А Захар, вытирая пропахший навозом кулак, сказал:
— Прости уж, платить нечем.
Со Светлихи с большим тазом выполосканного белья подошла Марья Воронова, поденщица Меньшиковых.
Высокого роста, с ясными глазами цвета вызревающей черемухи, с крутыми бровями и длинной, чуть не до колен, косой, Марья, по общему мнению зеленодольцев, была самой красивой девкой в деревне. Самой красивой девкой, но и самой старой невестой. Годы ее подходили к двадцати пяти, а она все еще не обзавелась семьей, по непонятной никому причине отказывая всем женихам. Потом причину узнали — сохнет Марья по Мельникову сыну Анисиму.
Филипп давненько уже поглядывал на Марью мутным глазом. В последнее время, краснея и шмыгая носом, начал тереться, крутиться вокруг нее и Демидка. Однако ни тот, ни другой трогать ее не решались. Едва встречался ей кто-нибудь из них, будто случайно, в глухом месте, Марья, гибкая и крепкая, точно отлитая из одного куска резины, ошпаривала их крутым, предостерегающим взглядом красивых глаз, чуть шевелила густыми бровями, и каждый из братьев поспешно убирался восвояси.

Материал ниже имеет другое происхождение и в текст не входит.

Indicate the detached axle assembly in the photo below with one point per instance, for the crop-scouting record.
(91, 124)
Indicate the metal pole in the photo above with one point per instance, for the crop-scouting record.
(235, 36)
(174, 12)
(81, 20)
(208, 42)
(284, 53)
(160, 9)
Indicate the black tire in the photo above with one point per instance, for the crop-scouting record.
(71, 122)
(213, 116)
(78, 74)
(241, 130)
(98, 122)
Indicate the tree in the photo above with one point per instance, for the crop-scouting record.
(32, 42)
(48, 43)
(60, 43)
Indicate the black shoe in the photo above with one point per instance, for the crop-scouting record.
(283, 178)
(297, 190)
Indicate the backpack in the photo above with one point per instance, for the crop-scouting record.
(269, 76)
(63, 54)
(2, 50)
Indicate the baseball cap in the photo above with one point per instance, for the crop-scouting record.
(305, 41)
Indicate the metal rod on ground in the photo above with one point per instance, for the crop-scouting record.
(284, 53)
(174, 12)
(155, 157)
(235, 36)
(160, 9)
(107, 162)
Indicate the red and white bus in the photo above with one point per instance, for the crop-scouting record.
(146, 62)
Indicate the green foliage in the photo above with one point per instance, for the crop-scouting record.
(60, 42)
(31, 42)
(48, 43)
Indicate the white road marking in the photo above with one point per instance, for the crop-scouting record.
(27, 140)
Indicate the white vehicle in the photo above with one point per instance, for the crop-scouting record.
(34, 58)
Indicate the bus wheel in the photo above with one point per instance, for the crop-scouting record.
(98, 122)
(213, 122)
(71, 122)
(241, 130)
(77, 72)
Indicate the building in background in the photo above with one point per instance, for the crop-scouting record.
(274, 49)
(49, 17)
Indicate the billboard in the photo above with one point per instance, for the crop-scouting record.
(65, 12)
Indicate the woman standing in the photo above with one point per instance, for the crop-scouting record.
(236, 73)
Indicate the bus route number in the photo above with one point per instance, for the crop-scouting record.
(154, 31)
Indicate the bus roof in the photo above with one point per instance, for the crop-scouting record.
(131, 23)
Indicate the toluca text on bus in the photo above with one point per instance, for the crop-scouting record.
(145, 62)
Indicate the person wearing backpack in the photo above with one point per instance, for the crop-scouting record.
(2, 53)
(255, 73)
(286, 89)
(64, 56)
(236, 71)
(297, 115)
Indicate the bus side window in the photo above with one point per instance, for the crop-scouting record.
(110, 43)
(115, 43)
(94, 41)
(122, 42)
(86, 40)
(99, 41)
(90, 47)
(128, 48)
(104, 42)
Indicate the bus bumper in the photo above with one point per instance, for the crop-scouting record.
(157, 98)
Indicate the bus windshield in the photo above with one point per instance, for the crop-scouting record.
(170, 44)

Она поставила таз с бельем на землю, поглядела на распластанного Филиппа, усмехнулась, показав белые зубы, и сказала:
— Я бы, Захар, уплатила за тебя ради такого случая. Да тоже не заработала.
И словно только теперь к Филиппу вернулся разум, и понял он, что произошло.
— Т-ты?! Кого эт-то ты?! — заорал он, вскакивая. — Демидка! Анисим! Парфен! Скрутить Захарку! Обломать ему кулачищи-то...
Из дома выскочили Демид Меньшиков и Анисим Шатров. Не понимая, что произошло, они кинулись на помощь Парфену и Филиппу, крутившимся вокруг Захара Большакова.
Со всеми ими трезвыми Захару, конечно, было бы не справиться. Но пьяных он раскидал их, как мешки с мукой, отшвырнул крепче других вцепившегося Демида, оставив в его руках кусок рубахи, и выскочил с подворья.